September 08, 2008
On Mon, Sep 8, 2008 at 6:09 AM, Sergey Gromov <snake.scaly@gmail.com> wrote:
> Jarrett Billingsley <jarrett.billingsley@gmail.com> wrote:
>> On Sun, Sep 7, 2008 at 12:59 PM, bearophile <bearophileHUGS@lycos.com> wrote:
>> > Uhm... I don't understand fully: do you mean roots don't become deleted
>> > when they have nothing that points to them?
>> > The docs say:
>> > "Roots are references to memory allocated by the collector that are
>> > maintained in memory outside the collector pool."
>>
>> I think what you should be using instead is addRange.  addRoot more or less tells the GC "never collect memory referenced by this pointer", but it doesn't actually scan the memory _pointed to_ by the roots for pointers.
>
> This just cannot be.  A root is a place where a tree of live memory objects is grafted.  That's why it is called a "root".  A memory block pointed to by a root is kept alive and, obviously, scanned for pointers to other memory blocks if it hasPointers().
>
> There's a problem with addRoot() that, if the memory block is re- allocated, the old root stops serving its purpose.  In that case you need to remove an old root and add the new one, pointing into the re- allocated block.
>
September 08, 2008
On Mon, Sep 8, 2008 at 6:09 AM, Sergey Gromov <snake.scaly@gmail.com> wrote:
> Jarrett Billingsley <jarrett.billingsley@gmail.com> wrote:
>> On Sun, Sep 7, 2008 at 12:59 PM, bearophile <bearophileHUGS@lycos.com> wrote:
>> > Uhm... I don't understand fully: do you mean roots don't become deleted
>> > when they have nothing that points to them?
>> > The docs say:
>> > "Roots are references to memory allocated by the collector that are
>> > maintained in memory outside the collector pool."
>>
>> I think what you should be using instead is addRange.  addRoot more or less tells the GC "never collect memory referenced by this pointer", but it doesn't actually scan the memory _pointed to_ by the roots for pointers.
>
> This just cannot be.  A root is a place where a tree of live memory objects is grafted.  That's why it is called a "root".  A memory block pointed to by a root is kept alive and, obviously, scanned for pointers to other memory blocks if it hasPointers().
>
> There's a problem with addRoot() that, if the memory block is re- allocated, the old root stops serving its purpose.  In that case you need to remove an old root and add the new one, pointing into the re- allocated block.
>

Let's put some words in this one!

You're right, I'm sorry for spreading misinformation.
September 08, 2008
Sergey Gromov, thank you for your explanations, you are quite clear, I have understood everything you have explained :-) And your code works.

I think this discussion may deserve to become a little tutorial useful for people that have never done such things (probably most people coming from all scripting languages, Pascal, Java and maybe C/C# don't know such things if the haven't seen in the University, so they are lot of people), it may be written here:
http://www.prowiki.org/wiki4d/wiki.cgi?DocComments/Phobos/StdGc


> addRange(&new_block.next, &new_block.data+1);

The trick of adding a range of pointers to pointers is cute :-)
I presume that +1 is necessary because it's an interval open on the right, even if the Phobos docs don't tell it:
void addRange(void* pbot, void* ptop);


>Both require Block.~this() to remove any unneeded roots or ranges<

Okay, I understand now.
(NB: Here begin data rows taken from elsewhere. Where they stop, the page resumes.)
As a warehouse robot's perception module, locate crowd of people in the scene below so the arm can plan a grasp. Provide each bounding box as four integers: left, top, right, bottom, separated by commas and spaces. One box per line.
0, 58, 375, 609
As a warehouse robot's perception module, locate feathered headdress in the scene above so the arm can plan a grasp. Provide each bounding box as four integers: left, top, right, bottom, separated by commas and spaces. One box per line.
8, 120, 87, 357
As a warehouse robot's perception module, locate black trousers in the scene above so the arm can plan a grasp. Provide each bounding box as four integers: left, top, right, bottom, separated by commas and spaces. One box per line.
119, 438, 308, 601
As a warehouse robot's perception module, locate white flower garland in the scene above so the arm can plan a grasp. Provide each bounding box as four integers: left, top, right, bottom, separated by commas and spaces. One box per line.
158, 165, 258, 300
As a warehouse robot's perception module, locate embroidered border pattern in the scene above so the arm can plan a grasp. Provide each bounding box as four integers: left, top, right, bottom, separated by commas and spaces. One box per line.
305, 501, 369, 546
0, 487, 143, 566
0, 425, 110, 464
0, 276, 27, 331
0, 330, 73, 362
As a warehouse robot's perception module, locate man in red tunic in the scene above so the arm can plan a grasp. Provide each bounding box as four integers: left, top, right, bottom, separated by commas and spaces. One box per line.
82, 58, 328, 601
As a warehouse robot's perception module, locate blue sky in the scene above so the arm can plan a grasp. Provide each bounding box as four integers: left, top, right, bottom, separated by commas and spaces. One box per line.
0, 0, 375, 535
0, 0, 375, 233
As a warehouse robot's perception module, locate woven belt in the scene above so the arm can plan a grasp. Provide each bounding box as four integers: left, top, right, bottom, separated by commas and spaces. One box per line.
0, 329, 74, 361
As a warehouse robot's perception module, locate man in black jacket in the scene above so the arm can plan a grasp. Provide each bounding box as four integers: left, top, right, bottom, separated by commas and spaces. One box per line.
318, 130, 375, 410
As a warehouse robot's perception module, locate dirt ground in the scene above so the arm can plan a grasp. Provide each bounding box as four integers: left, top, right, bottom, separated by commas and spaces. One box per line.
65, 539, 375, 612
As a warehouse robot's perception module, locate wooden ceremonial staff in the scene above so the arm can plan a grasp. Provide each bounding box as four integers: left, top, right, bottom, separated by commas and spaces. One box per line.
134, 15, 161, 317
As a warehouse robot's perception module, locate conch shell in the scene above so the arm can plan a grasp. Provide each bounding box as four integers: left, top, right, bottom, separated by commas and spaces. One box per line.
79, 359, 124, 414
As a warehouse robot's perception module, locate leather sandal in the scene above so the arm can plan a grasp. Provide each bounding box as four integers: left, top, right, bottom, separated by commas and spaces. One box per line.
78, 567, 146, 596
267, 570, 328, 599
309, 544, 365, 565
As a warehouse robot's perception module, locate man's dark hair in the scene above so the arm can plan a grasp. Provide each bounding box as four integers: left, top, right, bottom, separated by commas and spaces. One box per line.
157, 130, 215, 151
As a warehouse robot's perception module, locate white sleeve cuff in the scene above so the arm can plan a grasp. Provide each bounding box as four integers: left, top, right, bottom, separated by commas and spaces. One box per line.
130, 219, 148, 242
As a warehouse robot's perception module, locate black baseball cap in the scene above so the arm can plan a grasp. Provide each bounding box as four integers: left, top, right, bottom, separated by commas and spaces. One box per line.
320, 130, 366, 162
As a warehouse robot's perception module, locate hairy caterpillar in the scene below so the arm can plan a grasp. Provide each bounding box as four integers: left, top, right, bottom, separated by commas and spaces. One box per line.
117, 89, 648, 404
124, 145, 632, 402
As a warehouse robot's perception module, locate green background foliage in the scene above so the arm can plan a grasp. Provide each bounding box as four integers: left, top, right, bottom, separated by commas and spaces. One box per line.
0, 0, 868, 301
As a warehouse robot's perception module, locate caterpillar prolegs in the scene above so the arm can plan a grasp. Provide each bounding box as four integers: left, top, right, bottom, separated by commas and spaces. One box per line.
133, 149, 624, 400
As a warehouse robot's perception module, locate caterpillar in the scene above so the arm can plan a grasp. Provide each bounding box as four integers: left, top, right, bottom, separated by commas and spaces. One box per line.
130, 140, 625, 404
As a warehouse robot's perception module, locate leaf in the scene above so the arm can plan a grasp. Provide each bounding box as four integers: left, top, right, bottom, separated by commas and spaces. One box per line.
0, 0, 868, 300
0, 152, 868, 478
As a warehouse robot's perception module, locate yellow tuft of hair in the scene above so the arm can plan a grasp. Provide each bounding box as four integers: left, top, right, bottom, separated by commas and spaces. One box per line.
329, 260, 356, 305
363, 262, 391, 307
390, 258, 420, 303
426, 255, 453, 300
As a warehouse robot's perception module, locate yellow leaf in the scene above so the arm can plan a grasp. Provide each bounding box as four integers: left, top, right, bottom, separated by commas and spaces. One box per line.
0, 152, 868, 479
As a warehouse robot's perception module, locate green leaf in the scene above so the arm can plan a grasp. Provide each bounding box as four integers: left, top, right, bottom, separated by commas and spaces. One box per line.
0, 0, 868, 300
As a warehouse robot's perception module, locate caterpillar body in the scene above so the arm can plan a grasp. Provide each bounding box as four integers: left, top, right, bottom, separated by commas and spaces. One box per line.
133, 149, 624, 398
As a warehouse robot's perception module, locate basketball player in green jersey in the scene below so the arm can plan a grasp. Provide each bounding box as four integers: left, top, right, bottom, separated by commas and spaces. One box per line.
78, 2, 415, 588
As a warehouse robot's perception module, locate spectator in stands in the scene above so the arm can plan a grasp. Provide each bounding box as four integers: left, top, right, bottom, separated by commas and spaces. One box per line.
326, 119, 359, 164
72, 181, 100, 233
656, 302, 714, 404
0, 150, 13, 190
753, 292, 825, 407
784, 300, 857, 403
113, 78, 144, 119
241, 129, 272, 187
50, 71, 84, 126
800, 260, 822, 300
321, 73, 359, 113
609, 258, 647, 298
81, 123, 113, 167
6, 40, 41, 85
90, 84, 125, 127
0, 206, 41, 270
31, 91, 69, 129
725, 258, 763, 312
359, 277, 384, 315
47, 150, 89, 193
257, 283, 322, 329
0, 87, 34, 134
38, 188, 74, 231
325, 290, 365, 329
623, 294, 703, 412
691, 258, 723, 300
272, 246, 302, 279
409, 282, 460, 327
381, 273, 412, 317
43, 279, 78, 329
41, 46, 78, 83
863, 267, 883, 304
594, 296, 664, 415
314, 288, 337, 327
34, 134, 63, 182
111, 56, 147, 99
Jarrett Billingsley has told me that those ranges are inefficient, so I hope the roots are more efficient.

Using your second solution:
addRange(&new_block.next, &new_block.data+1);

I have added this destructor:

~this() {
    while (this.list_head != null) {
        Block* next_ptr = this.list_head.next;
        std.gc.removeRange(&this.list_head.next);
        std.gc.realloc(this.list_head.data, 0);
        std.gc.realloc(this.list_head, 0);
        this.list_head = next_ptr;
    }
}


Now I think I understand the Phobos GC API a bit better. But I'll have to be really careful, because doing mistakes with such things looks very easy still for me.

Bye and thank you,
bearophile
September 08, 2008
bearophile <bearophileHUGS@lycos.com> wrote:
> Sergey Gromov, thank you for your explanations, you are quite clear, I have understood everything you have explained :-) And your code works.

You're welcome. :)

> > addRange(&new_block.next, &new_block.data+1);
> 
> The trick of adding a range of pointers to pointers is cute :-)
> I presume that +1 is necessary because it's an interval open on the
> right, even if the Phobos docs don't tell it:
> void addRange(void* pbot, void* ptop);

Well, I assumed that.  Void doesn't have size after all, so I thought pbot and ptop were specifying byte boundaries, not bytes or words themselves.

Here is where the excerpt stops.